Die Federung hängt ab von

  • der Form des Trampolins 
  • den Federn
  • Größe und Material des
    Sprungtuchs
  • dem Rahmen 


Die Form
... ist der entscheidende Faktor bei der Federung. Dabei ist die rechteckige Form der runden überlegen. Bei der rechteckigen Form werden die Federn unterschiedlich stark gedehnt, was in einer tiefen und äußerst langen und kraftvollen Beschleunigung und Retardierung resultiert, die nur einen kleinen Teil der Kraft in die Mitte abgibt. So entsteht eine gut kontrollierbare Federung.

 

Auf einem runden Trampolin werden die Federn eher gleichzeitig belastet und geben daher einen größeren Teil der Kraft in die Mitte ab. Daher sind alle Wettbewerbstrampoline rechteckig, weil die rechteckige Form eine bessere Rückfederung und eine bessere Kontrolle über den Sprung ermöglicht. Bei unseren rechteckigen Modellen waren so Sprünge von über 9 Metern möglich (gegenüber 2-3 Metern auf runden Trampolinen).

 

Da runde Trampoline die Kraft gleichmäßig verteilt aufnehmen, kann deren Rahmen deutlich leichter ausfallen als bei rechteckigen Modellen, bei denen die Kraft aufgrund der größten Belastung an den Längsseiten ungleich verteilt ist.
 

Die Federn

Nicht nur die Länge oder Anzahl der Federn spielt eine Rolle, sondern auch die Dicke des Drahtes und des Durchmessers, die Form und Wickelung der Federn sowie die Qualität des Stahls (wegen der Lebensdauer der Federn). Ein Teil der Federn ist am Ende kegelförmig, um bei einer Dehnung mehr Widerstand zu leisten. Eine Feder mit einem größeren Durchmesser lässt sich leichter dehnen als eine Feder mit einem geringeren Durchmesser. Welche Federn zu welchem Trampolin passen, muss berechnet und in der Praxis getestet werden.
 

Es würde nicht funktionieren, in einen Fiat einen Formel-1-Motor einzubauen, das Auto würde entweder kaputt gehen oder beim Fahren eine Gefahr darstellen.

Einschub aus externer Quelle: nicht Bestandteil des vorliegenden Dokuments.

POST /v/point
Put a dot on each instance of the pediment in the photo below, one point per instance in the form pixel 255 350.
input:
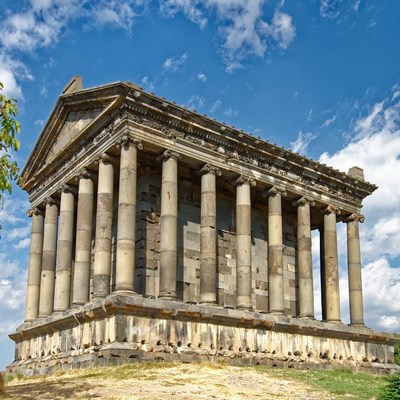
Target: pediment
pixel 73 118
pixel 74 124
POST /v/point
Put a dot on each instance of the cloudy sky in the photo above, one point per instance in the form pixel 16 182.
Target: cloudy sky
pixel 320 77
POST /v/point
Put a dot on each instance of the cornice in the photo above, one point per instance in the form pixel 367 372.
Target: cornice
pixel 177 125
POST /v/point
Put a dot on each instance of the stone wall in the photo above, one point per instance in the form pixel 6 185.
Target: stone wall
pixel 123 328
pixel 188 269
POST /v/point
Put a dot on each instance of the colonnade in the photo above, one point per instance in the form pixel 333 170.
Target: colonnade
pixel 53 243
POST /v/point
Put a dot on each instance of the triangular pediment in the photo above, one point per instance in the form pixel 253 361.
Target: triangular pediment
pixel 74 124
pixel 72 119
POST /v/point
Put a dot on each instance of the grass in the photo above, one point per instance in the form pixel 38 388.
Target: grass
pixel 340 382
pixel 344 384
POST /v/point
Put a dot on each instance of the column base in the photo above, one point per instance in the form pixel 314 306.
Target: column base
pixel 126 291
pixel 309 317
pixel 168 296
pixel 79 304
pixel 244 308
pixel 334 321
pixel 357 323
pixel 277 312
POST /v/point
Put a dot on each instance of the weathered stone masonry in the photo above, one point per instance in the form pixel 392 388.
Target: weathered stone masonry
pixel 158 233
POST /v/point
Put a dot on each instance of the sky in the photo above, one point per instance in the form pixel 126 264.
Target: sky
pixel 319 77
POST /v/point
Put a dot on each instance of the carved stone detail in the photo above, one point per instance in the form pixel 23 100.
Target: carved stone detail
pixel 210 169
pixel 169 154
pixel 242 179
pixel 331 209
pixel 303 201
pixel 274 190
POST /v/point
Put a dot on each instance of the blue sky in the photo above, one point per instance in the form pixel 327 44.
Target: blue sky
pixel 320 77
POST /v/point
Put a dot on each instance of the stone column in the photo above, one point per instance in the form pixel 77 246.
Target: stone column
pixel 83 244
pixel 35 264
pixel 304 258
pixel 243 242
pixel 332 296
pixel 354 266
pixel 208 235
pixel 104 214
pixel 322 272
pixel 125 266
pixel 169 224
pixel 64 250
pixel 48 259
pixel 275 251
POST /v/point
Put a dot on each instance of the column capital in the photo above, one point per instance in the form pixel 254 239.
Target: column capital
pixel 126 140
pixel 169 154
pixel 51 201
pixel 210 169
pixel 34 211
pixel 303 201
pixel 84 173
pixel 243 179
pixel 65 188
pixel 354 217
pixel 148 170
pixel 331 209
pixel 273 191
pixel 105 158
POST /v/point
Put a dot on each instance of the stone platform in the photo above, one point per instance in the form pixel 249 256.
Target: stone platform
pixel 124 328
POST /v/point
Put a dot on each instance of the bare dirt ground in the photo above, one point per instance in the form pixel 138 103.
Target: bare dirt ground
pixel 177 382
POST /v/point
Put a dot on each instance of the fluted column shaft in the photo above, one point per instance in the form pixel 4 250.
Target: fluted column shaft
pixel 332 299
pixel 304 257
pixel 125 266
pixel 169 225
pixel 64 251
pixel 208 235
pixel 84 226
pixel 35 264
pixel 48 259
pixel 275 252
pixel 354 267
pixel 243 243
pixel 104 214
pixel 322 272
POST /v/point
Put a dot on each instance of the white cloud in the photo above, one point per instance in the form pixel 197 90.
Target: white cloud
pixel 217 104
pixel 330 8
pixel 147 84
pixel 241 26
pixel 201 77
pixel 329 122
pixel 282 29
pixel 301 143
pixel 174 64
pixel 230 112
pixel 196 102
pixel 375 147
pixel 42 23
pixel 11 71
pixel 192 9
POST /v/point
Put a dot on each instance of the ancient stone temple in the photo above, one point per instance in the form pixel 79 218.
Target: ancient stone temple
pixel 160 234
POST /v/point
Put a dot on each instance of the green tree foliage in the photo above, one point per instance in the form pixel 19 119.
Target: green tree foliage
pixel 9 128
pixel 397 353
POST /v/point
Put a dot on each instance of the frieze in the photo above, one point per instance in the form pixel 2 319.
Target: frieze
pixel 172 129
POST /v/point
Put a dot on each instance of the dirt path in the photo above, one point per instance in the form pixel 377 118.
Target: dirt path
pixel 181 382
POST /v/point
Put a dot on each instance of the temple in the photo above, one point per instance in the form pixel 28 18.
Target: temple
pixel 160 234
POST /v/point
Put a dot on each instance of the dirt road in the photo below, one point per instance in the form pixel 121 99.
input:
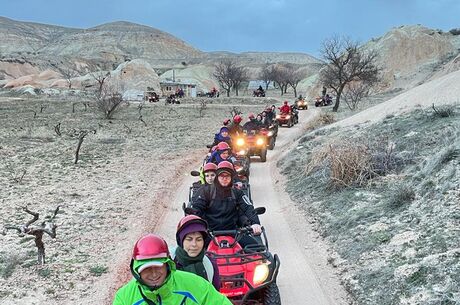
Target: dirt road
pixel 304 277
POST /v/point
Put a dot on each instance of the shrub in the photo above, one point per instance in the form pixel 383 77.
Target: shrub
pixel 326 118
pixel 45 272
pixel 455 31
pixel 7 265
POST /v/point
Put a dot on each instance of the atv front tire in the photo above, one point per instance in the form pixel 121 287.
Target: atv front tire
pixel 272 295
pixel 263 155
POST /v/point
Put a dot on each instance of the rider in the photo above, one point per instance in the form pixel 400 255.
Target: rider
pixel 222 153
pixel 252 124
pixel 224 207
pixel 192 241
pixel 285 109
pixel 156 280
pixel 235 128
pixel 209 171
pixel 222 136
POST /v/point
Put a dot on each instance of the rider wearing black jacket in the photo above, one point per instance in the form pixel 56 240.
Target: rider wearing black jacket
pixel 252 124
pixel 224 207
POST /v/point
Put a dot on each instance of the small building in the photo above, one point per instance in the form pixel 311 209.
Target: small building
pixel 170 87
pixel 254 84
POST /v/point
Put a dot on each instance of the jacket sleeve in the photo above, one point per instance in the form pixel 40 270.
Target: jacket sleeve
pixel 214 297
pixel 216 277
pixel 120 298
pixel 246 207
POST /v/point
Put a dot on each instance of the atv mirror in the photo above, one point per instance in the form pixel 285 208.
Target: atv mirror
pixel 190 211
pixel 260 210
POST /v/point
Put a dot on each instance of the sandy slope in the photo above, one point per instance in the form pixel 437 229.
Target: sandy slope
pixel 441 91
pixel 304 278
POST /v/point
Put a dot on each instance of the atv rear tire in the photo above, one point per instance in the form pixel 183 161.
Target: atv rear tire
pixel 272 295
pixel 263 155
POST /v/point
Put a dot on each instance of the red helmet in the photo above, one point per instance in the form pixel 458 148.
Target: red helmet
pixel 223 146
pixel 209 167
pixel 237 119
pixel 225 166
pixel 150 246
pixel 189 224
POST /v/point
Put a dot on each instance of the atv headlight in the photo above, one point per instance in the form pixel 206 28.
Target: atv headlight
pixel 260 273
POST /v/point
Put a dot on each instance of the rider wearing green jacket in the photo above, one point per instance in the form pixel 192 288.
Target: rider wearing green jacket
pixel 157 282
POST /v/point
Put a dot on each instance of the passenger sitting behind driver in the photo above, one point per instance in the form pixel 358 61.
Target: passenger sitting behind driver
pixel 223 206
pixel 222 153
pixel 192 239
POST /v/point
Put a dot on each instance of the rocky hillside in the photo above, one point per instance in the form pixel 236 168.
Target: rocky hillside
pixel 411 55
pixel 108 41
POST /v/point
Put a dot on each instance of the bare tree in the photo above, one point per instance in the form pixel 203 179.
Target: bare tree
pixel 47 226
pixel 223 73
pixel 266 74
pixel 280 77
pixel 109 99
pixel 100 77
pixel 235 111
pixel 239 75
pixel 347 63
pixel 354 92
pixel 202 108
pixel 294 76
pixel 81 137
pixel 67 72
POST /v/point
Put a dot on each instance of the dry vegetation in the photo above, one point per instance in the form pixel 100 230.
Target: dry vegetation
pixel 386 197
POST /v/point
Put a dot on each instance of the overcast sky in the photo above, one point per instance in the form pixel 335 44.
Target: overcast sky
pixel 246 25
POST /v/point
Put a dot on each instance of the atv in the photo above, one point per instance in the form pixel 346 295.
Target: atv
pixel 172 99
pixel 256 144
pixel 248 275
pixel 270 136
pixel 301 104
pixel 285 119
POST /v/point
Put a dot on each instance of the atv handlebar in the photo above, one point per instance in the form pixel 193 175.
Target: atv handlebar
pixel 239 231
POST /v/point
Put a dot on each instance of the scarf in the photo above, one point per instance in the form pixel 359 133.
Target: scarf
pixel 191 264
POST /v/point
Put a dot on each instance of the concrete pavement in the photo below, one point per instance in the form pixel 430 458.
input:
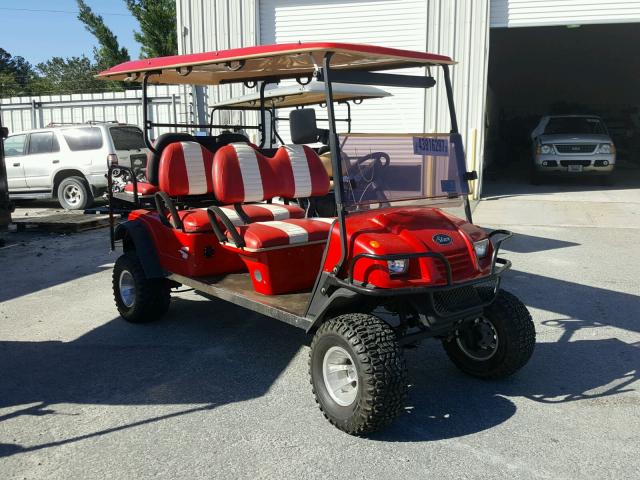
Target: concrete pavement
pixel 212 391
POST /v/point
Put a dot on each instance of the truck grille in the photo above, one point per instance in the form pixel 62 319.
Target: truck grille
pixel 576 148
pixel 461 298
pixel 566 163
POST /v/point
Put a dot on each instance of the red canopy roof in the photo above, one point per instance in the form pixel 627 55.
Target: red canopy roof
pixel 280 61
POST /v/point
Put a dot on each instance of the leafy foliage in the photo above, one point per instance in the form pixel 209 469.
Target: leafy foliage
pixel 16 75
pixel 109 52
pixel 157 19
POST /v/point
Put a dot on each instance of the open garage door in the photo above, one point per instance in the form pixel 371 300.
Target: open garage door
pixel 574 69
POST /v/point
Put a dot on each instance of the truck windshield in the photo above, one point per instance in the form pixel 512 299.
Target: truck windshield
pixel 127 138
pixel 574 125
pixel 380 169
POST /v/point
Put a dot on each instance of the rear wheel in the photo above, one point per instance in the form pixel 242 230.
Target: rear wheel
pixel 497 343
pixel 358 373
pixel 74 194
pixel 138 298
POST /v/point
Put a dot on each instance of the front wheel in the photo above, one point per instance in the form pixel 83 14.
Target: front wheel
pixel 358 373
pixel 74 194
pixel 496 344
pixel 139 299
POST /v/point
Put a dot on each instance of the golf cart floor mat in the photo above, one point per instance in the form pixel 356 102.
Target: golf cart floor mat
pixel 237 288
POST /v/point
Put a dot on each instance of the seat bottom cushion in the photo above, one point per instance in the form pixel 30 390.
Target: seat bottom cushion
pixel 279 233
pixel 197 220
pixel 144 188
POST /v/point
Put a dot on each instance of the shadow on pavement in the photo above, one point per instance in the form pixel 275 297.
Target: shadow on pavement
pixel 189 359
pixel 52 259
pixel 445 403
pixel 183 359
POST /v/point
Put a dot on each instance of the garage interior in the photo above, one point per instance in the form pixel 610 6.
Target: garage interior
pixel 573 69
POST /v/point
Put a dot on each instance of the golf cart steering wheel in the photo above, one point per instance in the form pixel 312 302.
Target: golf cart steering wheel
pixel 364 174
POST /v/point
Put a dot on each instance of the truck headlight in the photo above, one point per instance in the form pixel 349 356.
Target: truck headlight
pixel 481 248
pixel 605 148
pixel 397 267
pixel 546 149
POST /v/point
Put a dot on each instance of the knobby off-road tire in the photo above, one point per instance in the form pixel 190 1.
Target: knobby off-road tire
pixel 138 298
pixel 515 339
pixel 376 363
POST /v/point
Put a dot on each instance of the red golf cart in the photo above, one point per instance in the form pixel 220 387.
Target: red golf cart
pixel 385 266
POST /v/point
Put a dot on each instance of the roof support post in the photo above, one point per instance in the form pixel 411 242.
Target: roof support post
pixel 336 163
pixel 454 129
pixel 145 111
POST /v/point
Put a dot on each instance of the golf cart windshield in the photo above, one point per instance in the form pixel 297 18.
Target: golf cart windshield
pixel 380 169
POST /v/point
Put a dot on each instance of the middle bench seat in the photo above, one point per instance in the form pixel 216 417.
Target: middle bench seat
pixel 186 170
pixel 281 256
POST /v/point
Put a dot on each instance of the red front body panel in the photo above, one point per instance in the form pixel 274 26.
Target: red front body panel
pixel 284 270
pixel 409 230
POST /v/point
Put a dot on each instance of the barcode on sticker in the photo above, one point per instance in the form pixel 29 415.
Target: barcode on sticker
pixel 435 147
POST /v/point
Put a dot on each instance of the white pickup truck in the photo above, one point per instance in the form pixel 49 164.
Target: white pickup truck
pixel 70 162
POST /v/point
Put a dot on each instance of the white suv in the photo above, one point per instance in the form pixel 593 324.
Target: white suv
pixel 70 162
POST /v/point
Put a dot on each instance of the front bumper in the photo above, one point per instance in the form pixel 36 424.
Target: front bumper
pixel 448 301
pixel 598 164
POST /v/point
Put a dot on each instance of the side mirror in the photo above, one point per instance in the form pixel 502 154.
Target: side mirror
pixel 303 126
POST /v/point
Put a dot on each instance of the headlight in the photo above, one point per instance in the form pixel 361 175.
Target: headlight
pixel 605 148
pixel 481 248
pixel 546 149
pixel 396 267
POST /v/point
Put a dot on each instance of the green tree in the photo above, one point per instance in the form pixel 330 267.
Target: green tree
pixel 109 52
pixel 157 19
pixel 70 75
pixel 16 75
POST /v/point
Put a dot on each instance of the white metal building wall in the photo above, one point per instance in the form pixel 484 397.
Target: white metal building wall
pixel 458 28
pixel 25 113
pixel 208 25
pixel 529 13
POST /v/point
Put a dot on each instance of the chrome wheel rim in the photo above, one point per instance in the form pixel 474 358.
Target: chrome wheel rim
pixel 479 341
pixel 127 289
pixel 340 376
pixel 72 194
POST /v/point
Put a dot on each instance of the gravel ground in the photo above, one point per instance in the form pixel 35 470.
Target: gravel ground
pixel 213 391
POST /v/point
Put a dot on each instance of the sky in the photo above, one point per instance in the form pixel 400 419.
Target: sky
pixel 40 29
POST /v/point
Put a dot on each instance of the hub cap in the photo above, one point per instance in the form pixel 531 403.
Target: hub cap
pixel 340 376
pixel 72 194
pixel 479 341
pixel 127 289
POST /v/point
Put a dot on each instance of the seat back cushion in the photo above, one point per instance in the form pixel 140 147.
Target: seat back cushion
pixel 242 174
pixel 185 169
pixel 153 158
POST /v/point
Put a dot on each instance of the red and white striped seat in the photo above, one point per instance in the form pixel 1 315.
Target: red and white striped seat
pixel 186 169
pixel 241 174
pixel 144 188
pixel 196 220
pixel 279 233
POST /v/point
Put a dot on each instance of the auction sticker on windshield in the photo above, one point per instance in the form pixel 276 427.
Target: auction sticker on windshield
pixel 435 147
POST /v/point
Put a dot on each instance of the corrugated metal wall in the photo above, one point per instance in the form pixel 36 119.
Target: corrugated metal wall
pixel 208 25
pixel 25 113
pixel 528 13
pixel 454 27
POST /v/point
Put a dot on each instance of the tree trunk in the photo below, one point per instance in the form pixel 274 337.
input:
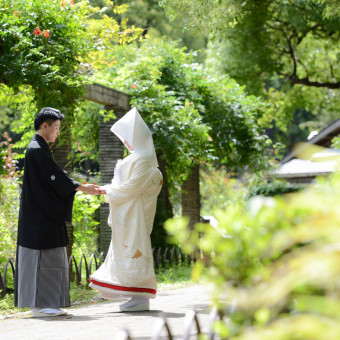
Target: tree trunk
pixel 163 211
pixel 191 202
pixel 191 199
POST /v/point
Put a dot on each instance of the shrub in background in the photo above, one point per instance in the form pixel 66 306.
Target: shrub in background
pixel 274 264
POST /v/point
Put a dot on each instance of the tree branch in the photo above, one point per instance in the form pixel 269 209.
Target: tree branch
pixel 307 82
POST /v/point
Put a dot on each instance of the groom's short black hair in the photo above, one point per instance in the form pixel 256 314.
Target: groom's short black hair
pixel 47 114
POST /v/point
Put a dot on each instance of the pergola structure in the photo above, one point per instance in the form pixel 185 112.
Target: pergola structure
pixel 111 149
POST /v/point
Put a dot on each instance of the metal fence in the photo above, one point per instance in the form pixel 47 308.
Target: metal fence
pixel 163 258
pixel 191 330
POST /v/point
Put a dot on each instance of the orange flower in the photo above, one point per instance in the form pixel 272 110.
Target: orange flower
pixel 46 33
pixel 37 31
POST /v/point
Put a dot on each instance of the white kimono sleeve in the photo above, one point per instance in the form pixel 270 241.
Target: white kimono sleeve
pixel 133 187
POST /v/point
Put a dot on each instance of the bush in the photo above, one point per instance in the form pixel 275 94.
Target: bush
pixel 276 188
pixel 84 222
pixel 274 264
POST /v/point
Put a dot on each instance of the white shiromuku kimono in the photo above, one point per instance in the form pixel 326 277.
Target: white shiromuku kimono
pixel 128 268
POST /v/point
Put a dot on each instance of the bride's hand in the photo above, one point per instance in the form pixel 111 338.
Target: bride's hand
pixel 92 189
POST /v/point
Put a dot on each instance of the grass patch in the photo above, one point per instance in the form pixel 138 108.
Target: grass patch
pixel 170 278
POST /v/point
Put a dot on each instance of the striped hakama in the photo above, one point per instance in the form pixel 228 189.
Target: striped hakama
pixel 42 278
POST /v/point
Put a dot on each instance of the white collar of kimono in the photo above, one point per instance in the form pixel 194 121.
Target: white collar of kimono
pixel 132 128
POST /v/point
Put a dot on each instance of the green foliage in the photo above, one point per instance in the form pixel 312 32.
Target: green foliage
pixel 50 47
pixel 194 118
pixel 147 14
pixel 275 260
pixel 9 201
pixel 285 51
pixel 41 42
pixel 9 209
pixel 84 222
pixel 275 188
pixel 218 189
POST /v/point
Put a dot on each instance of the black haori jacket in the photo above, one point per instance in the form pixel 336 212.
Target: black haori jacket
pixel 46 199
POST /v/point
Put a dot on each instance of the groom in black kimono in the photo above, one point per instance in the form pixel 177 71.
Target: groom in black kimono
pixel 42 275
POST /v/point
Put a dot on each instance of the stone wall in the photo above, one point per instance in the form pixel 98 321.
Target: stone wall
pixel 110 147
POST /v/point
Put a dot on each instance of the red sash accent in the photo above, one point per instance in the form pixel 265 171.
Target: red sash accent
pixel 125 289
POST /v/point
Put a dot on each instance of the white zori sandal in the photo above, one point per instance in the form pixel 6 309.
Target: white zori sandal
pixel 42 312
pixel 135 304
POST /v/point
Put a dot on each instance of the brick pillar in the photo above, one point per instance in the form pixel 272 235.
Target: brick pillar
pixel 191 201
pixel 111 149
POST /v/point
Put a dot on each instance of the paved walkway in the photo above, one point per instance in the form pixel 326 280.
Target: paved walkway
pixel 103 320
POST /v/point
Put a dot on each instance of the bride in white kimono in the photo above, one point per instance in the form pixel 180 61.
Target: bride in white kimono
pixel 128 268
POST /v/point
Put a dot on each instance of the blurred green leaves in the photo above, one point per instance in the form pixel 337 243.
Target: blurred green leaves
pixel 278 268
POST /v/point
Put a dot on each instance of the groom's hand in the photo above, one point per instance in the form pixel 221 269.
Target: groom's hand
pixel 91 189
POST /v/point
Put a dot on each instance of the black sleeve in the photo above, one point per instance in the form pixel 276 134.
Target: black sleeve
pixel 54 176
pixel 51 187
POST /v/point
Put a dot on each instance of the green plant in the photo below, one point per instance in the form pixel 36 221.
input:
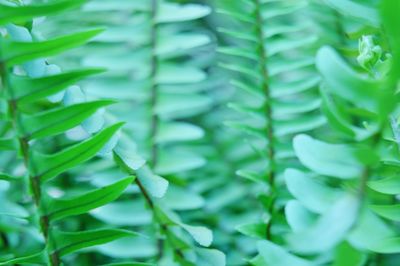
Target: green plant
pixel 210 133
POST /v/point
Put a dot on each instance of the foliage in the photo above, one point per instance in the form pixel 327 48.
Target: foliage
pixel 166 132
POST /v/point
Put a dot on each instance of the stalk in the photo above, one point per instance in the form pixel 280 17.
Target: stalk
pixel 25 150
pixel 268 112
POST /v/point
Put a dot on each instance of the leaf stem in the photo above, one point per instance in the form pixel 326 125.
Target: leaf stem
pixel 154 85
pixel 268 112
pixel 164 227
pixel 34 181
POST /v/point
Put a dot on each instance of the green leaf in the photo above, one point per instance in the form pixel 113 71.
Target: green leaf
pixel 130 264
pixel 336 160
pixel 123 213
pixel 35 259
pixel 12 14
pixel 14 53
pixel 182 199
pixel 387 246
pixel 65 243
pixel 9 144
pixel 345 255
pixel 27 90
pixel 178 131
pixel 7 177
pixel 331 228
pixel 210 257
pixel 357 11
pixel 256 230
pixel 389 185
pixel 200 234
pixel 56 121
pixel 61 208
pixel 314 195
pixel 8 208
pixel 298 217
pixel 172 162
pixel 343 81
pixel 369 222
pixel 171 12
pixel 275 255
pixel 154 184
pixel 49 166
pixel 391 212
pixel 129 247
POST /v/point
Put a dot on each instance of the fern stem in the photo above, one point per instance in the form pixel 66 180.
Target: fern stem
pixel 164 227
pixel 34 181
pixel 153 104
pixel 154 85
pixel 268 112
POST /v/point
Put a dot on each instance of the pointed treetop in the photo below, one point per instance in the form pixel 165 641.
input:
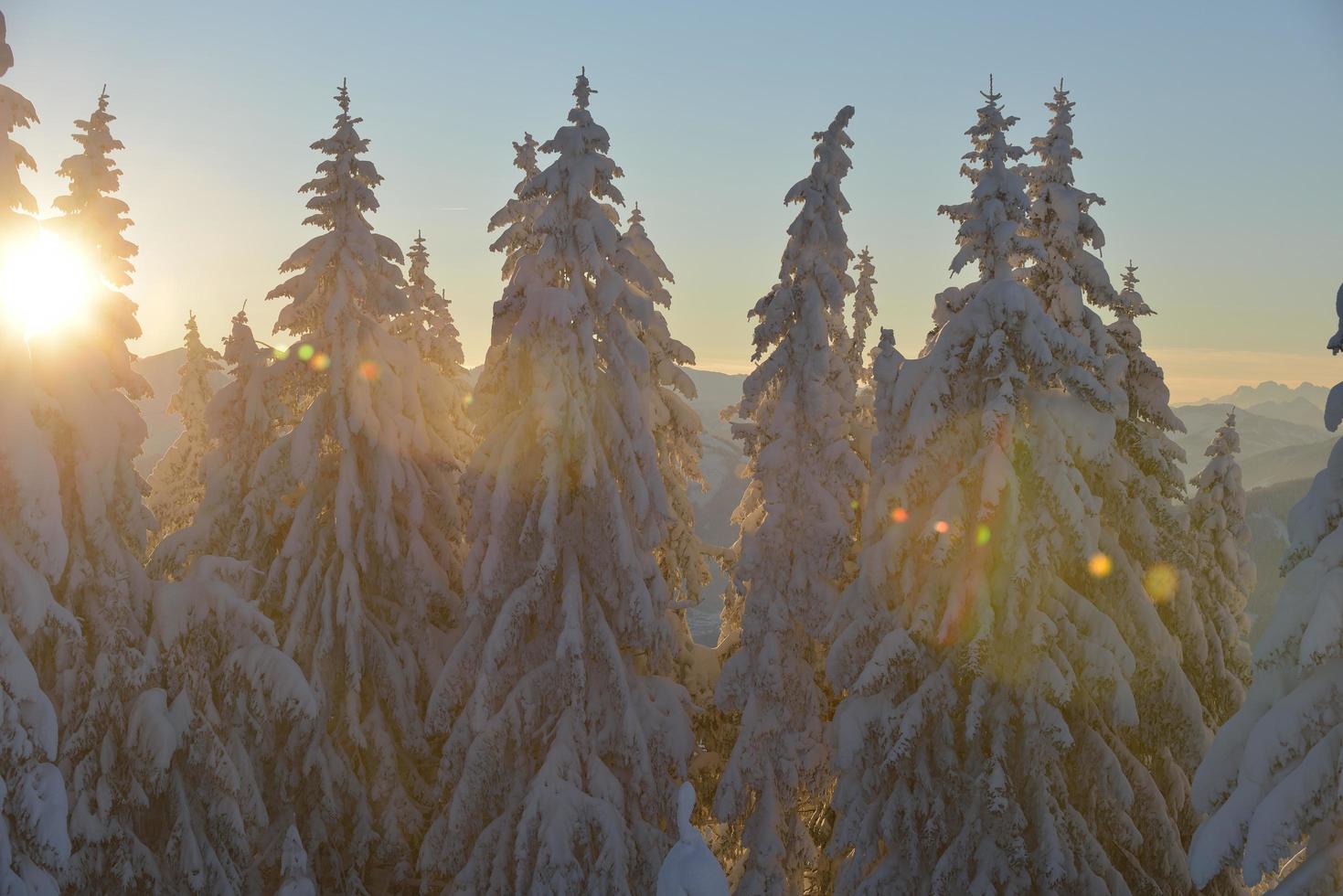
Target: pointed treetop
pixel 1130 303
pixel 343 97
pixel 581 91
pixel 1226 441
pixel 991 97
pixel 524 156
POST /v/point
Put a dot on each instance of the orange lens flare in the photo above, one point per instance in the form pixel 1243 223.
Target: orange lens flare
pixel 1100 566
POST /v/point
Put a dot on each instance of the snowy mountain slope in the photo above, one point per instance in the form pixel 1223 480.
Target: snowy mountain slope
pixel 1260 434
pixel 1285 464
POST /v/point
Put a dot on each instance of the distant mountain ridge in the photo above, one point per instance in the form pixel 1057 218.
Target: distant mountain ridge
pixel 1251 397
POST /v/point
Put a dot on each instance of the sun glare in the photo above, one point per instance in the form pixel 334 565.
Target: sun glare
pixel 45 285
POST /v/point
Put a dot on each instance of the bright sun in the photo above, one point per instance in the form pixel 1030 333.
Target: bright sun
pixel 45 283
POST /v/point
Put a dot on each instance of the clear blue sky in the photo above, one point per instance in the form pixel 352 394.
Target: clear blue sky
pixel 1213 131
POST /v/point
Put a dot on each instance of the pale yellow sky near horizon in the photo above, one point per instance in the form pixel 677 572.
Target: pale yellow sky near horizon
pixel 1233 226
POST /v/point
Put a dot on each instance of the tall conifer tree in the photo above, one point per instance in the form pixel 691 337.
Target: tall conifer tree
pixel 796 539
pixel 567 735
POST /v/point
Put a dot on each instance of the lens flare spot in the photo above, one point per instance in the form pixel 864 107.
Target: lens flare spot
pixel 46 285
pixel 1100 566
pixel 1160 581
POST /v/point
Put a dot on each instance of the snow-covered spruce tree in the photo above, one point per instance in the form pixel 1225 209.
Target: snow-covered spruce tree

Gleiches gilt bei Trampolinen: starke Federn müssen zu den anderen Teilen des Trampolins passen, sonst geht das Trampolin kaputt oder ist zu gefährlich für den Gebrauch.

 

Mehr Federn führen nicht automatisch zu einer besseren Federung. Stellen Sie sich ein Trampolin mit 1000 Federn vor – es wäre hart wie ein Brett und hätte eine nahezu unmerkliche Rückfederung. Kurz: Das Zusammenspiel zwischen Länge, Durchmesser, Form und Spannung der Federn macht die Rückfederung aus.

 

 
Größe und Material des Sprungtuches

 
Die Größe
Bei einem fertig aufgebauten Trampolin entsteht zwischen Sprungtuch und Boden ein Luftkissen.
 


 

Wenn Sie auf dem Trampolin springen und beim Landen das Sprungtuch heruntergedrückt wird, schiebt dieses die Luft, die sich unter ihm befindet, zur Seite weg. Umgekehrt bildet sich beim Absprung ein Vakuum unter dem Sprungtuch, das von den Seiten her Luft unter das Tuch zieht. Das gesamte Trampolin funktioniert also wie eine große Pumpe, die Luft unter das Sprungtuch und von ihm weg pumpt.

 

 

Je größer das Sprungtuch, desto größer die Pumpwirkung. Deswegen gestaltet sich der Sprung auf einem Trampolin mit einem Durchmesser von 5 m (und 13 m2 Sprungfläche) träger als beispielsweise auf einem Trampolin mit 4,3 m oder 3,8 m Durchmesser, denn bei kleineren Trampolinen werden auch kleinere Luftmassen (dementsprechend schneller) bewegt.

 

2-String-Nylonsprungtuch
Um das oben beschriebene Problem mit dem Pumpeffekt zu beheben, verwendet man nun Sprungtücher, die die Luft fast vollständig durchlassen anstatt sie zu den Seiten hin wegzudrängen. Auf diese Weise entweicht die Luft nach oben durch das weitmaschige Tuch, was eine deutlich bessere Rückfederung mit sich bringt. Dies ist auch der Grund, weshalb alle Wettkampftrampoline mit dieser Art Sprungtuch ausgestattet sind. (Bitte beachten Sie, dass diese Sorte Sprungtuch also nur bei rechteckigen Trampolinen verwendet wird!).
 

 

Ein weiterer Vorteil des durchlässigen Tuches ist, dass es anders als PP-Gewebe bei Regen nicht rutschig wird. Der Nachteil dieser Sprungtücher ist, dass sie teurer als „normale“ und nicht so hautfreundlich sind, wenn man auf ihnen hinfällt. Außerdem muss man das Tuch alle 3-4 Jahre mit schwarzer Spezialfarbe streichen, um den Nylonüberzug vor UV-Strahlen zu schützen. Hierzu können Sie das Tuch entweder bei uns einschicken, oder bei uns die Farbe bestellen und diese selbst mit einem Farbroller auftragen. Ein Tuch aus PP-Gewebe benötigt dagegen keinerlei Pflege.

  

Der Rahmen
Mit jeder Bewegung, die der Rahmen macht (z. B. nach unten, nach oben oder zur Seite), nimmt er Ihnen einen Teil Ihrer Sprungkraft weg. Für eine optimale Rückfederung sollte der Rahmen also so schwer und kräftig wie möglich sein. Wie wirkt sich die Federung auf den Körper aus?
Lesen Sie„Der Doktor hat das Wort“.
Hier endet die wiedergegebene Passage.